9. No more penalties for using out-of-network emergency rooms. When you are suffering from a medical emergency, the last thing you want to be doing is worrying about whether or not your health plan will cover the emergency room services you are receiving. New health plans will be prohibited from requiring consumers to get prior authorization before seeking emergency room services from a provider or hospital outside a plan’s network. In addition, they will also be prohibited from requiring higher co-pays and co-insurance for these services.

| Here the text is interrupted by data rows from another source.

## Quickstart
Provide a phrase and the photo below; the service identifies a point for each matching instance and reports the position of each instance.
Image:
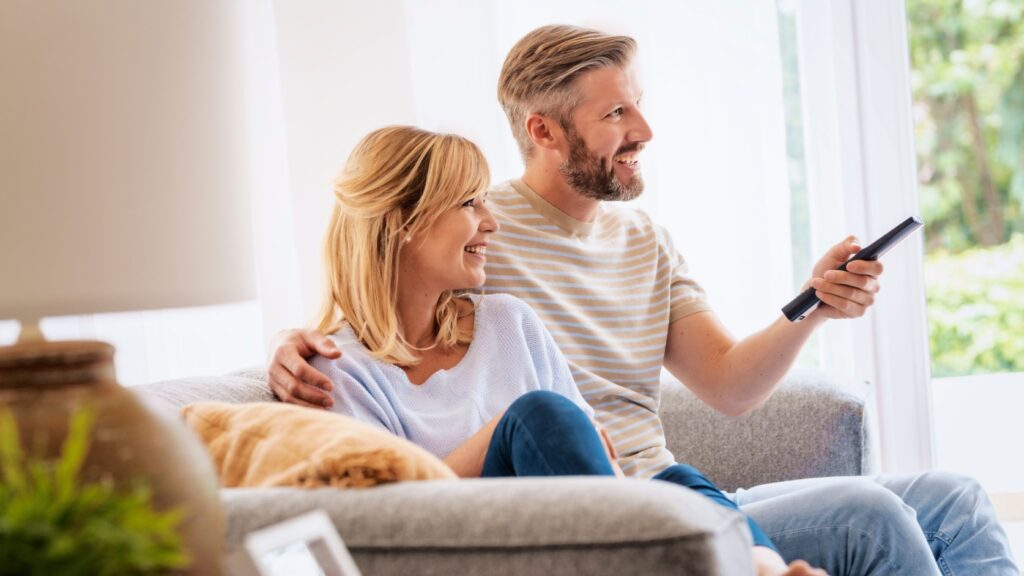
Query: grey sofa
(814, 425)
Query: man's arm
(735, 377)
(291, 377)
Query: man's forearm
(753, 367)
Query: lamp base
(43, 383)
(30, 333)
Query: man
(619, 300)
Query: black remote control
(799, 307)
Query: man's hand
(845, 294)
(292, 378)
(609, 450)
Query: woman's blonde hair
(396, 182)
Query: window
(967, 58)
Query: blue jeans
(544, 434)
(931, 523)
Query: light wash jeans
(932, 523)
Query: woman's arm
(467, 460)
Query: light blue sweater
(511, 354)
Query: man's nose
(641, 132)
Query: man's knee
(867, 500)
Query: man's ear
(544, 131)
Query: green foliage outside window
(976, 310)
(968, 75)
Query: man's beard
(588, 174)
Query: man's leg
(688, 477)
(956, 517)
(847, 526)
(543, 434)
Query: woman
(477, 380)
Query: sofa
(816, 424)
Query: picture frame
(306, 544)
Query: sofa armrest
(815, 424)
(514, 526)
(237, 387)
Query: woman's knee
(546, 405)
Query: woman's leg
(544, 434)
(687, 476)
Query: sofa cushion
(273, 444)
(515, 526)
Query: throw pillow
(269, 444)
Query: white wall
(344, 71)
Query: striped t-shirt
(607, 291)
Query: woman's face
(451, 254)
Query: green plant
(52, 523)
(974, 310)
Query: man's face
(604, 136)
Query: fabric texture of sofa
(814, 425)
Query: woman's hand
(768, 563)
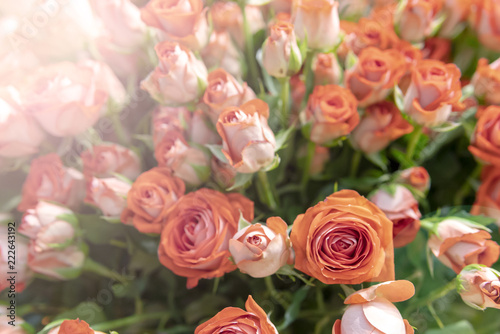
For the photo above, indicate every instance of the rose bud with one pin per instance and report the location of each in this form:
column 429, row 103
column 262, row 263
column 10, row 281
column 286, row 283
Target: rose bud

10. The individual mandate. Most consumers are aware that by 2014, they will be required to have health insurance coverage. Without the individual mandate, the health reform law would not have been as viable.  Younger, healthier individuals might opt out of coverage and the insurance pools would be disproportionately utilized by people who are older and sicker. As a result, premiums would be raised for everyone. Furthermore, because insurance companies are no longer allowed to deny coverage due to pre-existing conditions, the individuals who initially opted out of coverage can opt back in once they get sick. The mandate ensures shared responsibility among consumers. The ACA also includes subsidies for purchasing insurance for consumers who qualify and exemptions for reasons such as financial hardship, religious objection and immigrant status.

What we covered here is just the tip of the iceberg when it comes to the ACA, but hopefully this will serve as a starting point in understanding how you, the consumer, could be impacted by health reform. For more details about health reform and what it means for you, a good site to start with is www.healthcare.gov.